Today is April Fool's Day, as well as my birthday. This year, the day has passed with a rare sense of peace. Every year, my friends always play pranks on me. No matter how angry I get, there's nothing I can do about it. They always say that since it's April Fool's Day, anyone who gets upset is the real fool. Sometimes, I impulsively come up with new ideas to turn the tables and make them the fools, but alas, no one ever falls for it. In the end, I'm the one who ends up looking foolish. I try to comfort myself, saying, "It's okay, a fool is just a fool." Perhaps the saying "great wisdom lies in simplicity" is a reflection of people like me. Now, as I think back, I deeply miss my old companions. If they were still here, I'm sure they would enjoy playing pranks on me, and I would happily play along. But that day will never come.

Today is no different. Every year, my mother would cook soft-boiled eggs for me when I woke up and prepare a birthday meal for me in the evening, usually with my favorite red-braised pork. My father would always say he'd buy me a cake before going to work, but by the time he came home, he had forgotten all about it. I had long gotten used to the idea that there would be no cake on my birthday. Still, my mother would always make me thick, savory egg pancakes, and they filled me with warmth and satisfaction. But this year, I won't get to taste them either.

I miss those days when our family would be together, laughing and enjoying each other's company. I long for the moments when I could share a drink with my friends, but I no longer have the luxury of such nostalgia. I must let go of those thoughts and face the reality of my current situation.
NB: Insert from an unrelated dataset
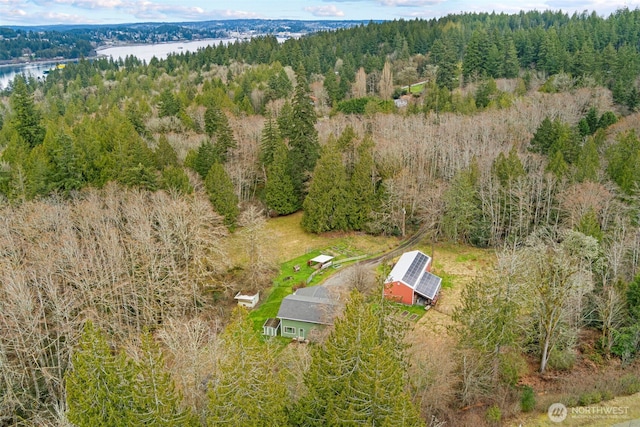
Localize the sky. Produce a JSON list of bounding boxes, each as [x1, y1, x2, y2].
[[0, 0, 640, 26]]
Today is another bleak day. The sun has not shown itself for so long. The weather has been dark and oppressive, much like the weight in my heart. Today marks the 1095th day since the outbreak of the G-virus. Everyone around me has succumbed to it, including my beloved parents. I don't know if anyone I know is still alive. The world is shrouded in a grey fog. The streets are full of people infected by the virus. They started with simple coughs and fevers, but soon, they lost consciousness and became the walking dead that roam the streets. This transformation takes only three days, and they—no, they are no longer "they"—have lost all humanity. They are monsters now, and their behavior is no different from that of beasts. They spread the virus through saliva, urine, feces, and even cannibalism. The streets are thick with a putrid stench, and the ground is stained with red brain matter and yellow toxic fluid. Food has become scarce, and the so-called "safe zones" no longer exist. There is no safe haven for humanity.

Perhaps I am the last human left. Every day, the tension in my body is so exhausting. I am terrified. I don't know how much longer I must endure this. I wake up in panic from nightmares every day, unable to remember the last time I slept peacefully. The constant wails of the dying and the suffocating stench of death are wearing down my sanity. I am so tired—so very tired. Is there anyone who can save me from this? I wish this were all just a nightmare, that it would all end soon, and that when I wake, the world will return to how it once was.
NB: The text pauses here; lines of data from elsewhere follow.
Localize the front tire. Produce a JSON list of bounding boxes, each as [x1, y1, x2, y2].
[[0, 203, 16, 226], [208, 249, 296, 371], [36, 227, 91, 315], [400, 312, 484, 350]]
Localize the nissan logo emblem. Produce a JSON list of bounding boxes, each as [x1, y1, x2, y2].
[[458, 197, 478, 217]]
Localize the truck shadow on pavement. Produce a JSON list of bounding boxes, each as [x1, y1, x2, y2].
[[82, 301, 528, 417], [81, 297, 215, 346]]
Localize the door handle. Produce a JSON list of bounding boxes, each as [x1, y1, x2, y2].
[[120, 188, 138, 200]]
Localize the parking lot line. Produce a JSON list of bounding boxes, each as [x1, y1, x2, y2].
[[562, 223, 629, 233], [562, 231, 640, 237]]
I no longer have the strength to deal with the creatures outside. From the initial biting and tearing, they have now learned to use tools as weapons. They have even developed a rudimentary language and a sense of community. They move in groups, hunting together and dividing their spoils evenly. They have a leader now, one who guides and commands them. What a terrifying organization this has become. I am afraid. I am so very afraid, and so weary. I can't find any others like me, and soon, I won't even be able to find food. My family members left in search of other survivors, but none have returned. Today, I have no choice but to venture out because I have run out of supplies. If I return alive, I will be overjoyed. If not, and should any survivors find my diary, please remember my name—Zhao Nan. I hope you will have the courage to survive and live on.